DVT is usually treated by using a combination of blood-thinning medication, such as heparin or warfarin, and compression garments that are specially designed to help encourage the flow of blood through the limbs.

Read more about treating deep vein thrombosis.


If the cancer spreads into your vagina, bowel or bladder, it can cause significant damage, resulting in bleeding. Bleeding can occur in your vagina, rectum (back passage), or you may pass blood when you urinate.

Minor bleeding can often be treated using a medication called tranexamic acid, which encourages the blood to clot and stop the bleeding.

Major bleeding can be treated using a combination of medications that are designed to lower blood pressure. This should help to stem the flow of blood.


A fistula is an uncommon but distressing complication that occurs in around 1 in 50 cases of advanced cervical cancer.

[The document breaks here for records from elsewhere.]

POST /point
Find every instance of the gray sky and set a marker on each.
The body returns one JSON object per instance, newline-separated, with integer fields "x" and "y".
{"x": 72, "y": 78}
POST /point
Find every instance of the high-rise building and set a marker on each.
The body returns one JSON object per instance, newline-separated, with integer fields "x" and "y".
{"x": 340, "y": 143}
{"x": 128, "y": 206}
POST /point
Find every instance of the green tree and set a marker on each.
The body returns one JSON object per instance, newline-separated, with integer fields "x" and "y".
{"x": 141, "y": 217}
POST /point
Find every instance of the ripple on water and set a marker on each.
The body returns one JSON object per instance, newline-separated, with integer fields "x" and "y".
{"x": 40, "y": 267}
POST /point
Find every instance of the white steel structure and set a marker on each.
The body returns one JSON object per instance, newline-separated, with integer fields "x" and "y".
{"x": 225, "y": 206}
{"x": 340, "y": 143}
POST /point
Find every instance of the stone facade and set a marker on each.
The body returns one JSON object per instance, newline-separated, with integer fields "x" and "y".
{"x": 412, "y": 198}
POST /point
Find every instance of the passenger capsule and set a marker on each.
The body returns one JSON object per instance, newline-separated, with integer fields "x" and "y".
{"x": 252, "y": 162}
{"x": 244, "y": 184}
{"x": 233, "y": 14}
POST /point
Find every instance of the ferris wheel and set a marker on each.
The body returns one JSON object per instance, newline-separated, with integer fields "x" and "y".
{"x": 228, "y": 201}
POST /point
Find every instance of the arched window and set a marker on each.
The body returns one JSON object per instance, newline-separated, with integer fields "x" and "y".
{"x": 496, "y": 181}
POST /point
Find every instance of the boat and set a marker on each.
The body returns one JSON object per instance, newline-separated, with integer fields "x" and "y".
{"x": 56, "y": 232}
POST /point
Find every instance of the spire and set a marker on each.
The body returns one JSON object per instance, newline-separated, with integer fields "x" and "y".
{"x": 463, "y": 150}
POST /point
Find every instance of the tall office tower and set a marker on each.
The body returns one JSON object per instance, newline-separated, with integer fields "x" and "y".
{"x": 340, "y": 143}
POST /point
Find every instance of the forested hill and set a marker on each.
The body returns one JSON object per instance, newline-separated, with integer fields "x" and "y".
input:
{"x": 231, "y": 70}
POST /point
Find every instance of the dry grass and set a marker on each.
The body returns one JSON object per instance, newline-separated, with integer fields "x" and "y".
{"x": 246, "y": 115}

A fistula is an abnormal channel that develops between two sections of the body. In most cases involving cervical cancer, the fistula develops between the bladder and the vagina. This can lead to a persistent discharge of fluid from the vagina.

Sometimes a fistula develops between the vagina and rectum.

Surgery is usually required to repair a fistula although it’s often not possible in people with advanced cervical cancer because they’re usually too frail to withstand the effects of surgery.

In such cases, treatment often involves using medication, creams and lotions to reduce the amount of discharge and protect the vagina and surrounding tissue from damage and irritation.

Vaginal discharge

Another uncommon but distressing complication of advanced cervical cancer is an unpleasant smelling discharge from your vagina.

The discharge can occur for a number of reasons, such as the breakdown of tissue, the leakage of bladder or bowel contents out of the vagina, or a bacterial infection of the vagina.

Treatment options for vaginal discharge include an anti-bacterial gel called metronidazole, and wearing clothing that contains charcoal. Charcoal is a chemical compound that’s very effective in absorbing unpleasant smells.

Palliative care

If your doctors can’t do any more to treat your cancer, your care will focus on controlling your symptoms and helping you to be as comfortable as possible. This is called palliative care.

Palliative care also includes psychological, social and spiritual support for you and your family or carers.

There are different options for terminal care in the late stages of cancer. You may want to think about whether you would like to be cared for in hospital, in a hospice, or at home, and to discuss these issues with your doctor. Some organisations who provide care for people with cancer include:

  • Macmillan Cancer Support – it has specially trained nurses who help look after people with cancer at home. To be referred to a Macmillan nurse, ask your hospital doctor or GP, or call The Macmillan Cancerline (freephone 0808 808 2020).
  • Marie Curie Cancer Care have specially trained nurses who help look after people with cancer at home. They also run hospices for people with cancer.
  • Help the Hospices has information about hospice care and how to find a hospice.